I had found out about Jess’s sister a week ago, and we had talked on the phone once, mostly about the apartment, a whole conversation where Jess didn’t say her sister’s name once. The folder of newspaper clippings was still in its envelope on my dresser. I had accidentally set a glass of water on it, leaving a crinkly circle across my address, blurring the ink. I never liked the girl who sent the clippings; her dorm room smelled like something burned. I didn’t even like her handwriting. Jess might never have told me about Linda if I didn’t get these clippings. I imagined showing up for school, maybe asking how Linda was, and Jess making up a story: “She got accepted to study abroad,” she might have said, sending Linda off to Spain for her senior year of high school. It would have worked. It was possible that Linda might have died and I would never have known. I couldn’t decide if that was sad and, if it was, how sad. Maybe that wouldn’t have been sad at all. I didn’t like imagining Li
nda in her Mazda with her friends, laughing one minute and bloody and mangled the next. All the girls in the car died. I didn’t know why Jess would want this to be a secret. I didn’t know if I should have pretended not to know instead of calling Jess up right away. I wondered if Tommy knew, wondered if he thought about my hair in his hands, wondered who gave him blow jobs when he was bumming around Europe those three weeks with his dad’s credit card. I imagined myself at Linda’s funeral, sitting next to Jess and her parents while an organ played sad hymns. She should have told me. But she didn’t.

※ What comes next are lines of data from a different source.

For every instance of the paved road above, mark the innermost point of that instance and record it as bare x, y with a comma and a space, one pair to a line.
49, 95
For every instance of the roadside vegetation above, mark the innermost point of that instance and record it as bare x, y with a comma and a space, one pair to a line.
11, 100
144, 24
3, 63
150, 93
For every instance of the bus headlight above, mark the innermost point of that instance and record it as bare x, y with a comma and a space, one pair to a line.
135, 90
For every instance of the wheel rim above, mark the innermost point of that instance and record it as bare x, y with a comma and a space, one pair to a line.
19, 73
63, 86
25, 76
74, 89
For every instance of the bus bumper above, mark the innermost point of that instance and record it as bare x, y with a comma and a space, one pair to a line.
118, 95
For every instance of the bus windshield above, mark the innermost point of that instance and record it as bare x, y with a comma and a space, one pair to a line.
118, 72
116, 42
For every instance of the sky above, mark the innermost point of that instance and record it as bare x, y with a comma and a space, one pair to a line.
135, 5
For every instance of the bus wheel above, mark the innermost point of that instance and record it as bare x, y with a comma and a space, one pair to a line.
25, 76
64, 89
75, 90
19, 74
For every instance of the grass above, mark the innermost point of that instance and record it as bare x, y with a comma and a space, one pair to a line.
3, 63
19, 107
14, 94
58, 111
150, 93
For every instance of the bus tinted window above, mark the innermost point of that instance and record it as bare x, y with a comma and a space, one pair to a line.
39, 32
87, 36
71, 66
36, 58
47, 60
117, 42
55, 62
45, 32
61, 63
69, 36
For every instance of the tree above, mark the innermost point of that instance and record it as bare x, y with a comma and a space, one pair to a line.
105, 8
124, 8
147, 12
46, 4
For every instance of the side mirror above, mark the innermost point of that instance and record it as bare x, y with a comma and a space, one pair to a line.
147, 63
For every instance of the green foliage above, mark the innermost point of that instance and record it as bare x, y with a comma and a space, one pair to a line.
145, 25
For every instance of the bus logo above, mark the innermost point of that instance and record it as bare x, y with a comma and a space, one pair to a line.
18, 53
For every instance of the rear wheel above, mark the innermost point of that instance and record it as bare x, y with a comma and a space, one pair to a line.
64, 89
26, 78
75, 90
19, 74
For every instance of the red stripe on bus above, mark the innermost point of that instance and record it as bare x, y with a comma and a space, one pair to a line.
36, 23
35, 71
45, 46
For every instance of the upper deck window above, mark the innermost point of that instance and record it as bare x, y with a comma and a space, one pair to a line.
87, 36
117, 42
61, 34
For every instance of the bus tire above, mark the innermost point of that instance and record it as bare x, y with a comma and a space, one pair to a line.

So those were the things I was thinking about when I walked inside that night, with a cardboard box of two drumsticks and four biscuits and a handful of honey packets. My mother thought open bottles of honey attracted ants. I didn’t like honey that much, but it was free to take if no one was watching.
It wasn’t Grace waiting for me in the kitchen but my father. Like ice knifing deep through my gut to see him slouched in his chair at the head of the table. He was supposed to be asleep.
I stopped in the doorway. Bright light hammered off the ceiling fixture, a globe shape with a too-bright bulb. “Where is she?” I asked.
He wore a light blue pajama shirt with a mat of curly dark chest hair overflowing the V. One button didn’t match. Another hung off a loose thread and should be yanked and sewn before it got lost in the laundry. His elbows dug into the table as he shifted his weight. He squinted, surprised I was here.
“That chicken?” he asked.
I left the doorway and set the box of chicken on the edge of the table, nudging it toward him. It slid halfway there, but he didn’t reach for the box.
“Don’t want any,” he said. “Just a question.”
“Yes, it’s chicken,” I said. “From Kentucky Fried. Where I work fifty hours a week.” In case you didn’t notice, I filled in inside my head. But it was good when he didn’t notice. I didn’t like him noticing now, his eyes roving over my red T-shirt, my shapeless red-and-white-striped smock dotted with blobby grease stains that I had to wash out before my boss yelled at me. Lucky the dumb hat was crushed into my purse.